Silver Supporting Member
Messages
3,561
I'm probably about to order SOS Jack, but have you decided on a theory book for your son? I need an accompanying or complimentary theory book that will help me learn theory AND properly apply it.
 

jzucker

Silver Supporting Member
Messages
20,962
Originally posted by SouthernShred
I'm probably about to order SOS Jack, but have you decided on a theory book for your son? I need an accompanying or complimentary theory book that will help me learn theory AND properly apply it.
Unfortunately, I haven' t found one. The problem is that there are so many recommendations and none of them have enough information on amazon to figure out which one to get.
 

spaceboy

Member
Messages
256
Jack - I still very strongly recommend the theory grade exercise books. it may not apply the theory to the guitar, but it is still applied through the written exercises. it lets you practice each new piece of information on the stave, so if you haven't quite managed to "own it" (as is the popular term around these parts), you'll soon know about it when you try to answer the questions. It does need an accompanying teacher - but that would be you. maybe it's more trouble than you're willing to go to get the books from the UK, especially seeing as there's 8 Grades, but the Associated Board has been going for donkey's years, and EVERYONE (well, probably about 90%) who plays a classical instrument to any profficiency goes through the rigours of Grading, so the whole system is VERY finely honed, and i really can't think of a better way to learn theory. hope that explained it ok.

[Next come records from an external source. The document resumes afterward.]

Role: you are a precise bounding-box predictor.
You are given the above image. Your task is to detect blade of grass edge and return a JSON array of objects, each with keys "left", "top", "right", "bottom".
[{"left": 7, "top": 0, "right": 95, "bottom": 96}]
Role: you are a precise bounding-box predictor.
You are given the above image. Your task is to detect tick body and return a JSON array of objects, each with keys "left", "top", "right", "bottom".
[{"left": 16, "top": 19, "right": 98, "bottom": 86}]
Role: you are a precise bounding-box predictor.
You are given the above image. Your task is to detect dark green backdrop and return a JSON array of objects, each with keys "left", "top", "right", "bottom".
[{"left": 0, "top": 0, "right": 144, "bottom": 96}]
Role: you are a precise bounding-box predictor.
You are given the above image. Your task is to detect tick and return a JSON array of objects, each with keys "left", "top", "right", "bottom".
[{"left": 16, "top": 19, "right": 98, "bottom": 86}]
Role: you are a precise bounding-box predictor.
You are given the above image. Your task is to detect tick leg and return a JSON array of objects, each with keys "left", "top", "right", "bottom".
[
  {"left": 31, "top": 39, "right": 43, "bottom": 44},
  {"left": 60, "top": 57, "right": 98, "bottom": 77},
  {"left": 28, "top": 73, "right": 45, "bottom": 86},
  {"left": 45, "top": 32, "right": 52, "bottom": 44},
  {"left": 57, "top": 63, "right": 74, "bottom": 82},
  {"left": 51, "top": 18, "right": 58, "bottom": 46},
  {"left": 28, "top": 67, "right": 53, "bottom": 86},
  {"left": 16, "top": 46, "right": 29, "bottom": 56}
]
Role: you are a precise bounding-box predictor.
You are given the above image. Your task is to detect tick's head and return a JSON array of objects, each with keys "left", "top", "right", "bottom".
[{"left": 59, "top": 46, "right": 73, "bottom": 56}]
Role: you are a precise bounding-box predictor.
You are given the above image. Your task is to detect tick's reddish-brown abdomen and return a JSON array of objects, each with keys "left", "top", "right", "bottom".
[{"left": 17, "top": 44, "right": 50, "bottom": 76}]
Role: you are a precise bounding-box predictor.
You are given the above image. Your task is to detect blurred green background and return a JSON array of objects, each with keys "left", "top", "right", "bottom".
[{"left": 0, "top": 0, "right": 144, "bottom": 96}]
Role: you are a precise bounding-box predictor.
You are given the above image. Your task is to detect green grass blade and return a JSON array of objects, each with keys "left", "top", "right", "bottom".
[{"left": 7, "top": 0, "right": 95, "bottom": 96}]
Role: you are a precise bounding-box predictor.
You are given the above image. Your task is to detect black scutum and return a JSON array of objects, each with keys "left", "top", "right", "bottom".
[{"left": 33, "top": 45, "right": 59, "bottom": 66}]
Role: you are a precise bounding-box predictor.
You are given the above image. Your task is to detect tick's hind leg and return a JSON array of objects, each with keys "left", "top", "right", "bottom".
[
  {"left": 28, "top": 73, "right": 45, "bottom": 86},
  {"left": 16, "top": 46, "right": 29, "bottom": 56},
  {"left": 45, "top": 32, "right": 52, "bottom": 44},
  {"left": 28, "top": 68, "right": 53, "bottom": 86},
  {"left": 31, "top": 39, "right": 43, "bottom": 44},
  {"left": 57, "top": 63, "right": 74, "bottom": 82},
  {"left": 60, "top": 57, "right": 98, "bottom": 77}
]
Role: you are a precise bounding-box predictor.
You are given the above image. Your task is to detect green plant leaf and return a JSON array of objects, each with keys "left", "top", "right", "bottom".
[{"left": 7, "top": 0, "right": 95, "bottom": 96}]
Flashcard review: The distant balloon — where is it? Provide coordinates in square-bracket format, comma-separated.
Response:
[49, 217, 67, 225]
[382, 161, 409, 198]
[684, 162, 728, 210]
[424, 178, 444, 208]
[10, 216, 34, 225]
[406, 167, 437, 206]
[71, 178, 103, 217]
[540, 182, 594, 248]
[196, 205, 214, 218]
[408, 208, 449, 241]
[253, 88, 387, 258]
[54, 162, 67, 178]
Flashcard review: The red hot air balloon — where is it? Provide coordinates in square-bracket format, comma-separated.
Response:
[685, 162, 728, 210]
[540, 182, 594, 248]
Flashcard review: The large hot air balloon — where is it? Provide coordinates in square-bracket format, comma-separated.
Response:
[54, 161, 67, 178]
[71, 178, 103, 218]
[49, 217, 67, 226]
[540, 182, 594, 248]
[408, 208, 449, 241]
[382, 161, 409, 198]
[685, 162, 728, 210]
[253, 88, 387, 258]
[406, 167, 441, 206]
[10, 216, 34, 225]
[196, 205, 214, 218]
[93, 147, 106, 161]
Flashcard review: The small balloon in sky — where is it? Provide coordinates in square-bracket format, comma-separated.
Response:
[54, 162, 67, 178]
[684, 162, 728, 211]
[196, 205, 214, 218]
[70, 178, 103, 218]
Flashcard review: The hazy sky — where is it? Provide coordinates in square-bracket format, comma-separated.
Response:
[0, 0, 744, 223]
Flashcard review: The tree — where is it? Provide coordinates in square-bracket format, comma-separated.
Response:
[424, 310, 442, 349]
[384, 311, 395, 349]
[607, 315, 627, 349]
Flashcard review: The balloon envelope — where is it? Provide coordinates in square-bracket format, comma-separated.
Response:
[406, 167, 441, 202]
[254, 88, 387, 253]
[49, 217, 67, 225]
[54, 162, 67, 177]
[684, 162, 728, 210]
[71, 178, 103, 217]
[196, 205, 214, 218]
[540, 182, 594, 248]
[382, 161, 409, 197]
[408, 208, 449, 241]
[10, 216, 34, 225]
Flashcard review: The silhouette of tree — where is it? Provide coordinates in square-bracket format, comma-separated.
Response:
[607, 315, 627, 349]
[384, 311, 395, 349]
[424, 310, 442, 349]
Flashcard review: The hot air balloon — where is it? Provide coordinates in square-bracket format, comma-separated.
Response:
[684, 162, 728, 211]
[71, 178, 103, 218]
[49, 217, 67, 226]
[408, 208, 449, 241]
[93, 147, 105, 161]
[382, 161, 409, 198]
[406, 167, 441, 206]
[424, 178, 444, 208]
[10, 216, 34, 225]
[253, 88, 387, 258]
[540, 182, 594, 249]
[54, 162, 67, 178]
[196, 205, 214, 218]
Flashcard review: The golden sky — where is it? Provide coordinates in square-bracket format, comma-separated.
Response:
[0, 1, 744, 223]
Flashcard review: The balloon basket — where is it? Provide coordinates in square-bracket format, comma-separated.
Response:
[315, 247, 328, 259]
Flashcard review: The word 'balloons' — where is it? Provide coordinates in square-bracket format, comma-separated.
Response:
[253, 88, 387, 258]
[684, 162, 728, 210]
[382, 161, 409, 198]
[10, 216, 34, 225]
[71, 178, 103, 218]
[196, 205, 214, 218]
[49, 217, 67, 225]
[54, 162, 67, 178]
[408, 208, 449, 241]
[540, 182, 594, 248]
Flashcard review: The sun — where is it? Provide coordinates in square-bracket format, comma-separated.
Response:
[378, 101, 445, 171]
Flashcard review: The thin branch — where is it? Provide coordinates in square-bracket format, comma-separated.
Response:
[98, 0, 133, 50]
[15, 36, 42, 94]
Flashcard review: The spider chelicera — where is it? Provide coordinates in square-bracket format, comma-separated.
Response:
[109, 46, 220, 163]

EDIT: go here http://www.abrsm.org/?page=teachers/resources/support/theory.html

Music Theory In Practice is the one I was thinking of, but browse away.
 

bbarnard

Member
Messages
3,631
Originally posted by jzucker
Unfortunately, I haven' t found one. The problem is that there are so many recommendations and none of them have enough information on amazon to figure out which one to get.
I have the Capuzzo book in hand so if you wanted I could probably figure out a way to fax or email you the table of contents if you want.
 

jordanL

Member
Messages
1,479
Jack,

the first chapter of Matt Smith's chop shop has a short and concise "all the theory you need" chapter thats pretty good. Al;so David Harp has a small format book (Music theory Made Easy) that I recall being OK. II'll see if I can find my copy and review it.